Supporters argue using domestic coal would reduce dependence on imported oil from unstable parts of the world.
"It has the potential to be a meaningful supply of fuel that would take the price off of gasoline and diesel fuel and would take the dependence down on the Mideast," said Don Blankenship, chief executive of Massey Energy Co., the nation's fourth-largest coal producer by revenue.
Environmentalists contend conservation and energy efficiency would do the same thing. And they argue coal to liquids plants double the greenhouse gases of oil refining, consume of vast quantities of water and increase coal production.
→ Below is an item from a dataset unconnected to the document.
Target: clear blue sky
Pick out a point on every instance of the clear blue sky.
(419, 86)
"Why in heaven's name would we be subsidizing anything that's giving double the greenhouse gases?" said Vivian Stockman of the Ohio Valley Environmental Coalition. "It's basically a way to prop up the coal industry and give them more subsidies and hold people economic hostage."
Ramsbottom and others contend they'll be able to reduce overall carbon dioxide emissions by capturing the gas and selling it to oil producers to extend the life of aging wells, among other things. If several plants get off the ground quickly, they can actually cut down carbon emissions, he said.
"It actually increases your pollution and decreases safety not to do coal to liquids," he said, explaining that oil producing countries "don't care anything about the environment. ... It's so backwards I don't really know how to describe it."